Rio mendorong Zita sampai jatuh. Kepala Zita pun membentur pinggiran lemari yang ada di belakang Zita. Rio membungkukkan badannya lalu memegang rahang Zita dan mencengkeramnya keras-keras.
"Lo siapa berani cinta ke gue hah?! Lo itu cuma w************n tidak berguna!" ujar Rio dengan penuh kilatan amarah di kedua matanya.
"Lo itu benalu dalam hidup gue. Sampai kapan pun gue tidak akan pernah cinta ke cewek macam lo!" Rio melepaskan cengkeramannya pada rahang Zita dengan sekali hempas.
Plak!
Plak!
Rio menampar kedua pipi Zita secara bergantian. Amarnya sudah benar-benar sampai ke ubun-ubun.
"Sakit, Kak..." rintih Zita khas dengan nada paraunya.
Zita terus meneteskan air matanya. Bahkan di kedua sudut bibirnya sudah mengalir darah segar akibat tamparan dari Rio. Bukan hanya kedua sudut bibir Zita, namun dahi Zita pun mengalir darah segar. Tapi ada yang jauh lebih sakit. Ya, hatinya yang sakit. Zita merasa hatinya sudah remuk, hancur lebur lebih dari lembutnya sebuah debu.
"Berengsek!" umpat Rio dan lagi-lagi menjambak rambut Zita.
"Awh... Sak-kit..." rintih Zita lagi.
"Sini lo!" Rio menarik rambut Zita dan menyeretnya menuju kamar mandi kamar mereka.
"Kak... Ri-o... Sak-kit...” rintih Zita.
Rio mengguyur tubuh Zita menggunakan air shower yang dingin.
"Ma-af..." ucap Zita terbata-bata. Karena memang Zita sudah lemah saat ini.

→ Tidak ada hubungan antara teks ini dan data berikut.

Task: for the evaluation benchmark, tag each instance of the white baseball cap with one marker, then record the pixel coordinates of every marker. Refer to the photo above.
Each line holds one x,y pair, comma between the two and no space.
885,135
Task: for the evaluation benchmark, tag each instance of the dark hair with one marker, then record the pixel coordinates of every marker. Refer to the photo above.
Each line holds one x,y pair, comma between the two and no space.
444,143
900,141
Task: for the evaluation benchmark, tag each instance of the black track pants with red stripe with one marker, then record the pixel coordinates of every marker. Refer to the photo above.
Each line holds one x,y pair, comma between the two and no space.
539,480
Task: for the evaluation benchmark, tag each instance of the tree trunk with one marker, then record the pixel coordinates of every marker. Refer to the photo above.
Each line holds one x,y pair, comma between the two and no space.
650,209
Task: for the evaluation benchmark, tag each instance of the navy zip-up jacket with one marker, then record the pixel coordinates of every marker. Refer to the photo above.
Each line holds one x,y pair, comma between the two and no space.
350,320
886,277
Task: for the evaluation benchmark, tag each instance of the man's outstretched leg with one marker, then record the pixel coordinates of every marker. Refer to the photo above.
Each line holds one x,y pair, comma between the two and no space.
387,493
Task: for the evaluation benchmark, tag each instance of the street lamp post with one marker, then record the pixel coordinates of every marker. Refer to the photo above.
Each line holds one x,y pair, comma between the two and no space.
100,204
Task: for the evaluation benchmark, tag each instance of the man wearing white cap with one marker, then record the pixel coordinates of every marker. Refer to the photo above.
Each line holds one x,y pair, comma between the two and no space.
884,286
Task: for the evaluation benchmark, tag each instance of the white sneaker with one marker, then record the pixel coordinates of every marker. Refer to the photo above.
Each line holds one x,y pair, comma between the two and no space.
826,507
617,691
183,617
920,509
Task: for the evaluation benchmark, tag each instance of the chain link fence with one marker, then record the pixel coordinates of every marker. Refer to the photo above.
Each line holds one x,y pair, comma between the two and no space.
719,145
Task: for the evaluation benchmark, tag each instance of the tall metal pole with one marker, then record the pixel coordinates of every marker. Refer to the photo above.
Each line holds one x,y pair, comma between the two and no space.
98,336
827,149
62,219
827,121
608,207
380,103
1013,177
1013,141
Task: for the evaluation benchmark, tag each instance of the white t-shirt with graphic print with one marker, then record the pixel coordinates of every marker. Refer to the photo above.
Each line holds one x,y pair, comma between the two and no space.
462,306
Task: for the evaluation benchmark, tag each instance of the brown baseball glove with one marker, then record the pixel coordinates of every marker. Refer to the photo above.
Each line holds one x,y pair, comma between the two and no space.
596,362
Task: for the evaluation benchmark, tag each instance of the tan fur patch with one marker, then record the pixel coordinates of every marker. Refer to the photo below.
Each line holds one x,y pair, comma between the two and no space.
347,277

"Gue benci sama lo ayam!" teriak Rio sambil menghempaskan tubuh Zita sampai membentur ke pinggiran bathup dan pelipisnya berdarah. Ya kedua pelipis Zita sama-sama berdarah saat ini. Namun ada yang lebih sakit. Tak berdarah namun sangat membekas dalam relung jiwanya.

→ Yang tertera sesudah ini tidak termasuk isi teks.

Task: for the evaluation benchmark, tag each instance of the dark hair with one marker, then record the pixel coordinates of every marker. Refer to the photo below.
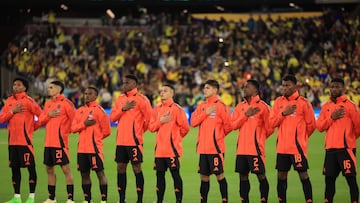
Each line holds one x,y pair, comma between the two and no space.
132,77
23,81
339,80
60,84
212,83
291,78
94,88
170,86
254,83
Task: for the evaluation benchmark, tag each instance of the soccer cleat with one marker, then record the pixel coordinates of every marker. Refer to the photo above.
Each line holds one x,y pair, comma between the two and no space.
49,201
30,200
15,200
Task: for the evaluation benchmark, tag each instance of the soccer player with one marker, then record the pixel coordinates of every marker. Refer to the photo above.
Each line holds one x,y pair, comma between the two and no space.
132,111
251,118
57,115
214,122
169,121
294,117
19,111
93,125
340,119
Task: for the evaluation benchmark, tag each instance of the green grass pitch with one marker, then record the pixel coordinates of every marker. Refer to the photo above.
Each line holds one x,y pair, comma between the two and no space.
188,172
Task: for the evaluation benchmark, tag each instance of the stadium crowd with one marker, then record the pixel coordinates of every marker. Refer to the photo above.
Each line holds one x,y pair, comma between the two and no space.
187,52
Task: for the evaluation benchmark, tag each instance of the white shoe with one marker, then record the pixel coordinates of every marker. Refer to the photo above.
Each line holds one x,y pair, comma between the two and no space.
49,201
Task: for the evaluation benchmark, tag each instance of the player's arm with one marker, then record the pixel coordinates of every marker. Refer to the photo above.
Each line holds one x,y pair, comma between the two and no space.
117,111
226,119
276,117
77,125
309,118
104,122
238,118
198,116
146,111
265,116
355,118
324,120
182,122
154,123
6,113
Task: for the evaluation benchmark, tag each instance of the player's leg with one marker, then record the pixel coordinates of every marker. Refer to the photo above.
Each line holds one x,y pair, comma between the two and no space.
69,179
122,160
50,170
103,185
218,162
160,167
139,180
178,185
264,187
136,160
283,164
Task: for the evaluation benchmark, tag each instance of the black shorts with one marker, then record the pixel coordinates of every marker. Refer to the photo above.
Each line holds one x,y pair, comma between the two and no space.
21,156
247,163
211,164
124,154
337,160
89,161
284,162
56,156
161,164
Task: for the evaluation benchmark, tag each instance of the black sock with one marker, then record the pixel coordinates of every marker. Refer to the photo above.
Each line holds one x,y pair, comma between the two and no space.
160,185
204,190
87,191
139,186
223,190
178,185
329,188
32,178
281,188
16,179
307,189
103,191
244,190
70,191
354,189
121,186
264,190
51,190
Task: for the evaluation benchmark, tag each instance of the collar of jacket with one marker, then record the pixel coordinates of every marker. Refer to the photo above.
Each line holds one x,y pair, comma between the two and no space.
254,99
20,95
131,92
342,98
91,104
59,97
167,103
294,96
212,99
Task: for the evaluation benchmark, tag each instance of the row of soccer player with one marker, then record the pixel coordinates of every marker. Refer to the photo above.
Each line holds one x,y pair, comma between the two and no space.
292,114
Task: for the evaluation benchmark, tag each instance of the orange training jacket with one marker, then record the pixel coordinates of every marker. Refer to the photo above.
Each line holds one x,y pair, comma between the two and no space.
340,133
253,130
58,128
20,125
132,123
169,135
212,128
293,130
91,137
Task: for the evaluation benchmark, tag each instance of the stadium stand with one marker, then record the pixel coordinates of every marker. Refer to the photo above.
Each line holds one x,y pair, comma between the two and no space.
186,51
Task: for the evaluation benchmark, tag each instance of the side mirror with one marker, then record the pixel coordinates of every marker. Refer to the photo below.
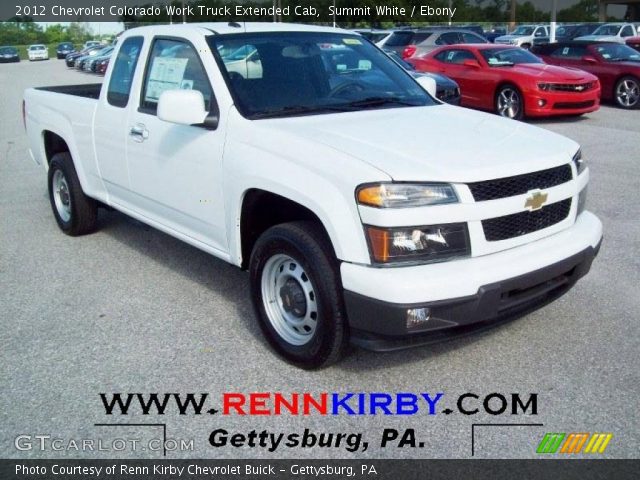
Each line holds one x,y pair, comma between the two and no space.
428,83
184,107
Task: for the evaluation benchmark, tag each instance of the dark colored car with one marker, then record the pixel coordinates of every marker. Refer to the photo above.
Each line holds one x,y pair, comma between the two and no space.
9,54
512,81
447,90
494,33
90,65
81,61
70,59
101,67
617,66
425,40
63,49
566,33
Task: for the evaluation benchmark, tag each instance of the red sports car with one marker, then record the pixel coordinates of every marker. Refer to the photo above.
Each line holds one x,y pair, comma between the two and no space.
634,42
616,66
512,82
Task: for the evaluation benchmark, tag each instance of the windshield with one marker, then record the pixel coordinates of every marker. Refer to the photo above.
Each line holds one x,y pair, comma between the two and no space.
501,57
617,53
523,30
607,30
301,73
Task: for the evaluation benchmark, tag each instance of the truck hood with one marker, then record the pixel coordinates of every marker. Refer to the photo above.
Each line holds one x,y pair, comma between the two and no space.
435,143
505,38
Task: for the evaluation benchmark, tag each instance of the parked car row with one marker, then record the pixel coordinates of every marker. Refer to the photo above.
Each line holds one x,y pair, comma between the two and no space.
92,59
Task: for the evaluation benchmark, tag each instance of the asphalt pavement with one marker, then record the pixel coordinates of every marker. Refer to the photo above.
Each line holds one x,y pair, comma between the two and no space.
130,309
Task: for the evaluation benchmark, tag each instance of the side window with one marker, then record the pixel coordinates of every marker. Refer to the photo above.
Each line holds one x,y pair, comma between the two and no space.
575,52
450,38
123,70
173,65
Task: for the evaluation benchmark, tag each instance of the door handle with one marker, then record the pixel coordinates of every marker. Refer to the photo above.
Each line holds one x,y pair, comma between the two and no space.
139,132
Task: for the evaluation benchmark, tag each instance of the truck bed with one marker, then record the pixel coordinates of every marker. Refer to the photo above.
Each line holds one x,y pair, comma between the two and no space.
91,90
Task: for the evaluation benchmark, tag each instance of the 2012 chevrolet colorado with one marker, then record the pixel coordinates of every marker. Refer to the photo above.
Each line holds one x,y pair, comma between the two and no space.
364,209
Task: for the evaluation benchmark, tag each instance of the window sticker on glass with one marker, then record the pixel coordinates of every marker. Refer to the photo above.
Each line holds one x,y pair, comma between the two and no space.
166,74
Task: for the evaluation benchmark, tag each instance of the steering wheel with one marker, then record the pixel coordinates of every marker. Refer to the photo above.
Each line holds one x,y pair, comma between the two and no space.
346,88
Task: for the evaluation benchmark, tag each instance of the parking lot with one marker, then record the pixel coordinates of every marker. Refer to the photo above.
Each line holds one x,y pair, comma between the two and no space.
130,309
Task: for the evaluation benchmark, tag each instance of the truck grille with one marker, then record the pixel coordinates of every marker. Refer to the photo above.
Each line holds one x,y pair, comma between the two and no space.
522,223
519,184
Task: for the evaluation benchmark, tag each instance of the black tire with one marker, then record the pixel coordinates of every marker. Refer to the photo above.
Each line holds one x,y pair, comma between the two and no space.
626,92
306,243
82,210
509,90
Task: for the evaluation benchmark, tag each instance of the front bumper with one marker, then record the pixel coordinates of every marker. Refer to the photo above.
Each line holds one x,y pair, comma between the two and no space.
467,295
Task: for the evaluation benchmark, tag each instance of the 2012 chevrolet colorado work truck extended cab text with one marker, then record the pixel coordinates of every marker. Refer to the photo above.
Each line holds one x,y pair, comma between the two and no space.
364,209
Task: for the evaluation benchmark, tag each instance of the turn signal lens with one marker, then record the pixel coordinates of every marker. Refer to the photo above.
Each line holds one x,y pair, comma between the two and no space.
405,195
418,244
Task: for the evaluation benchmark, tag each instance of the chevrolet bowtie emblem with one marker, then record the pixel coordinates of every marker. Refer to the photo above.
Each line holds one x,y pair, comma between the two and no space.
535,200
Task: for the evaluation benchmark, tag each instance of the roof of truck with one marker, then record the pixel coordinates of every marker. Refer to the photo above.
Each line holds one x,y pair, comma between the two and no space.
243,27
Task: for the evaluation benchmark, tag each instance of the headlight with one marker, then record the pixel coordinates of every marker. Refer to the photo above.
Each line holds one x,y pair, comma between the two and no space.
579,162
418,244
405,195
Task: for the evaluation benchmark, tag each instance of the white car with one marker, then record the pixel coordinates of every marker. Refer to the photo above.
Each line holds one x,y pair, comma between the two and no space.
38,52
523,35
612,32
364,209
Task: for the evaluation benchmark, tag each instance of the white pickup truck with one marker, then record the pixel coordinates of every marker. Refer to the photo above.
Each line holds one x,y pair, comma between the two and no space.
364,209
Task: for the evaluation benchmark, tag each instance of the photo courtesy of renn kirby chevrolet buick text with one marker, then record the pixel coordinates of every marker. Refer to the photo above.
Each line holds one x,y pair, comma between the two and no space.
365,210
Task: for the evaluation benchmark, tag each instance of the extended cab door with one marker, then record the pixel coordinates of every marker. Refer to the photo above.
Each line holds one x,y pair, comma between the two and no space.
175,170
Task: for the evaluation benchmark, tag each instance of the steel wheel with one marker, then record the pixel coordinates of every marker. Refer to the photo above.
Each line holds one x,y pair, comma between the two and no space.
289,299
628,92
61,196
509,103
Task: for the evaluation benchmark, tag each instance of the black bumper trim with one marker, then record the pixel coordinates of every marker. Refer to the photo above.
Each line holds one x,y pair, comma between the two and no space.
381,326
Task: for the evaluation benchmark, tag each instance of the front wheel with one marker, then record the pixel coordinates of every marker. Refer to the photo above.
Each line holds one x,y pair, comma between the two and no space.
509,103
297,294
627,92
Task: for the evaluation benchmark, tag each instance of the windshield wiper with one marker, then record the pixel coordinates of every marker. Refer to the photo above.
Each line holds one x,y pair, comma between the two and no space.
379,101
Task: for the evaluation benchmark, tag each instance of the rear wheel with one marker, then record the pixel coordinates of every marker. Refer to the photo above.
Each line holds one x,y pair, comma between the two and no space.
509,103
75,213
627,92
297,294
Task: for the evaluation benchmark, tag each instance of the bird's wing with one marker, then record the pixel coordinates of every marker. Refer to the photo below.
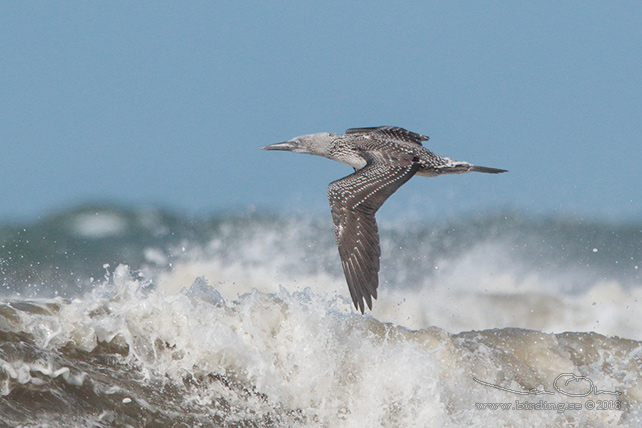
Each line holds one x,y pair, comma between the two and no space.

"Ma-af... Kak..." ucap Zita berusaha mengatur napasnya.
"Sampai kapan pun, gue tidak akan suka bahkan cinta sama orang kayak lo!" Rio menunjuk-nunjuk wajah Zita tanpa perasaan.

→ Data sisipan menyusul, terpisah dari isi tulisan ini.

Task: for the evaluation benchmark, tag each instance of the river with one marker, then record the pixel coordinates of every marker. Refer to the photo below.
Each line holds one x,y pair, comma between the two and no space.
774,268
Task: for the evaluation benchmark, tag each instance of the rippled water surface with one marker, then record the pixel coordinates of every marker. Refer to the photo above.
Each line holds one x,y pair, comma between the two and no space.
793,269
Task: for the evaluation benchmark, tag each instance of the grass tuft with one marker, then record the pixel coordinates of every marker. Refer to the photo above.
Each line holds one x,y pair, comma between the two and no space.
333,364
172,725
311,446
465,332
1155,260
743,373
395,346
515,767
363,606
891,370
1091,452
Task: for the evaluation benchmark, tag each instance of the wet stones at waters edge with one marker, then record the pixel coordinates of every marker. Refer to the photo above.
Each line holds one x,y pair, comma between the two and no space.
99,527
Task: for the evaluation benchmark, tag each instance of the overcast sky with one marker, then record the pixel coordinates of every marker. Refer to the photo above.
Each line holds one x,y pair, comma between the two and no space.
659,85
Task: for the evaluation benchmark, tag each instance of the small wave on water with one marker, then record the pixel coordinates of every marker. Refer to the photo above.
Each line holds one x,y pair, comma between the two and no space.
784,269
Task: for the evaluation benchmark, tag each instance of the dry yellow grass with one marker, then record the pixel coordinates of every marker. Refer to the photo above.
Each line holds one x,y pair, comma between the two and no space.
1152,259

"Sebagai hukumannya. Malam ini, lo tidur di sini!" Rio menendang kencang-kencang kaki Zita lalu meninggalkan Zita yang masih menangis dan basah.
"Kak Rio, maaf." Zita berusaha mengejar Rio namun apalah daya seorang Zita yang lemah. Apalagi ditambah luka di seluruh bagian wajahnya. Kakinya pun sakit karena tendangan dari Rio barusan.
Rio sudah menutup pintu kamar mandi dan menguncinya dari luar.
"Kak Rio jangan kurung aku di sini." ujar Zita lemah.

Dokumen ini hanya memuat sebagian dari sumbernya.